15 thoughts on ““Betcher a Tanner!…”: Understanding Pre-Decimal British Currency

  1. Jason S. Ganz says:

    VERY well researched, correct lexicography for a financial dictionary, and a short, but very enjoyable read. LSD wasn’t even made as lysergic acid diethyalmide until 1938.

    Jason

     
  2. Tony Blowes says:

    The symbol -/2 does this mean two pence (tuppence)
    Would love to know
    Tony

     
    • scheong says:

      Hi Tony,
      Currency was expressed as the following (‘L’ used for the pound sign, since I don’t have one):

      L2 6s 3d = Two pounds, six shillings & thripence.
      4/2 = Four shillings & tuppence.
      5/- = Five shillings (no pence).
      3s 6d = Three shillings and sixpence.

      To my knowledge, “-/2” was not a recognised way of writing currency. It would’ve been written as “2d”, for “two pennies” or “tuppence”.
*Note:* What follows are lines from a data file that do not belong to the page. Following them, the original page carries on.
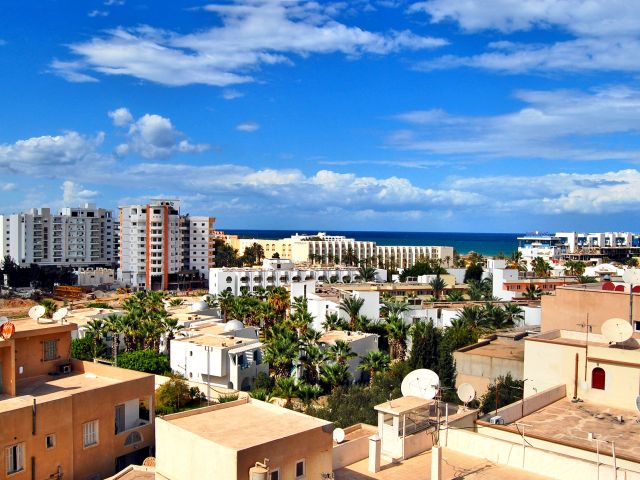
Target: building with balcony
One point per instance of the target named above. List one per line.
(63, 418)
(76, 237)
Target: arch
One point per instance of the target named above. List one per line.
(133, 438)
(598, 378)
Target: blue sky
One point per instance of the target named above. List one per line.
(439, 115)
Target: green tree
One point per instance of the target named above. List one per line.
(149, 361)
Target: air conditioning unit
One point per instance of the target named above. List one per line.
(497, 420)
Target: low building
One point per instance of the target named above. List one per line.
(225, 441)
(277, 273)
(217, 355)
(481, 363)
(57, 415)
(361, 343)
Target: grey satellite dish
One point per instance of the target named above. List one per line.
(466, 393)
(60, 314)
(617, 330)
(631, 276)
(36, 312)
(421, 383)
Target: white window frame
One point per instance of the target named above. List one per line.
(304, 469)
(16, 458)
(90, 431)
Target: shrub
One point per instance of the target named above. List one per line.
(148, 361)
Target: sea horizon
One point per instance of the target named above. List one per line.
(489, 244)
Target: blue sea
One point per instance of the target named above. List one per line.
(484, 243)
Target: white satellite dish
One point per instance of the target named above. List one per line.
(466, 393)
(617, 330)
(631, 276)
(422, 383)
(60, 314)
(36, 312)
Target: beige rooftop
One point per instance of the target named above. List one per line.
(245, 423)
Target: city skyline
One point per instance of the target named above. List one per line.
(367, 115)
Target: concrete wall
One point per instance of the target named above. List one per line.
(570, 307)
(536, 460)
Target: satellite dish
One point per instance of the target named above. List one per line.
(422, 383)
(60, 314)
(631, 276)
(36, 312)
(466, 393)
(617, 330)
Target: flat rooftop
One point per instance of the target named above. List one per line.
(245, 423)
(570, 423)
(455, 465)
(332, 335)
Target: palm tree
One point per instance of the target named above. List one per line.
(49, 307)
(374, 362)
(335, 374)
(514, 313)
(340, 352)
(351, 306)
(286, 388)
(438, 285)
(397, 331)
(367, 274)
(95, 328)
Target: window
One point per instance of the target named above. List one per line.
(598, 378)
(90, 433)
(15, 458)
(50, 350)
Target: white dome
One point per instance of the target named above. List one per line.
(233, 325)
(199, 306)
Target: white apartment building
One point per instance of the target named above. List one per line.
(77, 237)
(276, 273)
(150, 244)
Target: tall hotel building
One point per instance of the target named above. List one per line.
(77, 237)
(159, 248)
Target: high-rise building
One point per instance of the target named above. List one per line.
(79, 237)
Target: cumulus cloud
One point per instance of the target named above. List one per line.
(247, 127)
(552, 124)
(152, 136)
(41, 155)
(605, 34)
(252, 33)
(74, 194)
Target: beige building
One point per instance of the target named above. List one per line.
(63, 418)
(225, 441)
(481, 363)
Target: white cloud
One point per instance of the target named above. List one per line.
(247, 127)
(43, 155)
(560, 124)
(74, 194)
(231, 94)
(98, 13)
(606, 34)
(152, 136)
(121, 116)
(253, 33)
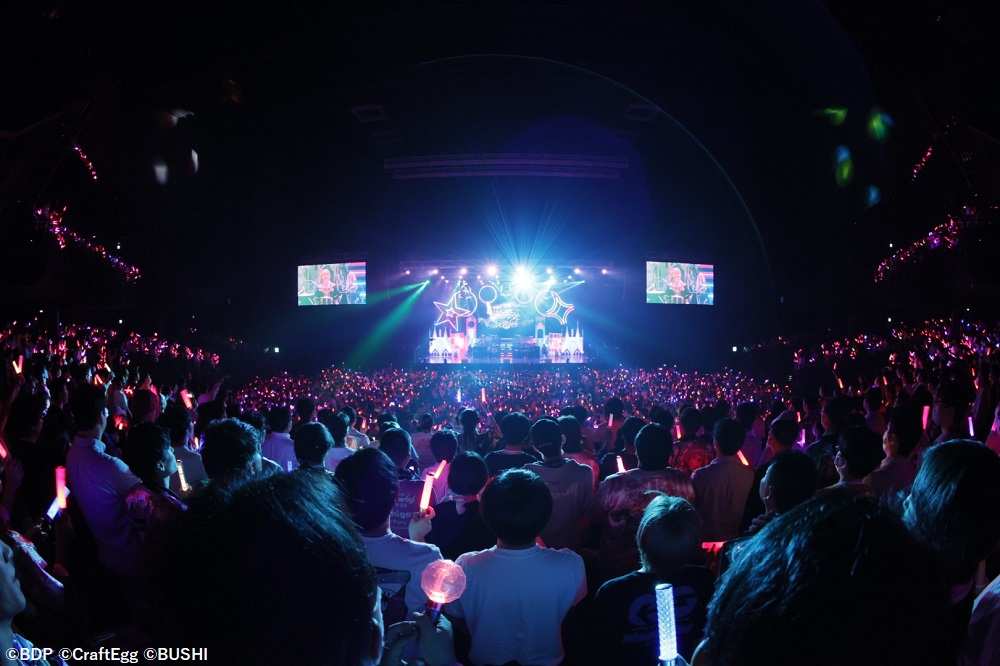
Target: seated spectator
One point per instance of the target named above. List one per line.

      You did occasionally have denominations written as: “1/2d” or “1/4d”. These were for the ha’penny (half-penny) and the farthing (quarter-penny) respectively.

       
  3. Matt says:

    Anyone who found it confusing (apart from tourists, maybe) must have been a bit of a dullard. The system is no different to feet and inches. So easy even the village idiot could use it with no probs.

     
  4. Beverly says:

    just 2 things to comment on……………… I was always led to believe that a Guinea was in fact £1.1s is this incorrect?
    AND ………………2/- is the way to write 2 shillings so maybe Tony just got it back to front?!

     
    • scheong says:

      Hi Beverly, thanks for reading. I always read that a Guinea was a pound sterling, but I might be wrong. I’m not sure. All my research told me as much.

      Tony was asking how two pennies (“tuppence”) was expressed. As far as I know, pence, in the absence of all other denominations, was just expressed as ‘d’. So tuppence was ‘2d’, sixpence was ‘6d’ etc.

       
  5. Nobby says:

    Brings back some memories, although I remember the three pence coin being called a Threepenny bit. Plus, I believe the change to decimal was overnight and retailers rounded up all the prices causing a bit of an outrage at the time, short lived however.

     
    • scheong says:

      Hi Nobby,

      I’ve heard of both Thripence AND threepenny bit as well, but thripence seemed to be more common, so I included that one instead of the other.

       
  6. Tony Dean says:

    The Guinea was originally a One Pound gold coin worth 20 shillings silver (struck from gold mined in New Guinea), but with relative market fluctuations the price of gold in it went up to 21 shillings worth of silver – thus in the early 19th century it was replaced by a smaller gold “Sovereign” of 20 shillings. The older larger Guineas circulated for a long while alongside the slightly smaller Sovereigns. All the gold disappeared during the Great War when notes replaced higher value transactions – however, the Professions always had charged their fees in Guineas rather than Pounds (sovereigns) and continued to do so. Snobby or pretentious shops, apeing the professions, often advertised their prices in Guineas as an oblique way of saying to the masses that their custom was not welcome – “well-to-do only please!” This unbelievable practice continued into my youth in the 1960s, until swept away by the social revolution (and pending currency reform) of that decade!
    Does anyone know the origin of calling a sixpence piece a “Tanner”? Was it the price one paid a tanner to do some work perhaps in medieval times? Who knows?

     
  7. Simon says:

    Apart from the original term describing the old gold Guinea piece, the term “Guinea” came to mean one pound plus one shilling,
    often used as a bargaining trick to ‘seal the deal’

     
  8. J thornley says:

    I would be interested to find out the mean of “tanner” can you help? please.

     
  9. Jackie Carter says:

    A threepenny bit was called a joey,a guinea was £1 and 1 shilling,as Tony said it was originally £1 but very quickly became £1.1s.od,…..in the sixtys it was still fashionable for thing to be priced in guineas…very posh !

     
  10. Jim McHugh says:

    No such word as thripence – it was thrupence, or thrupenny bit.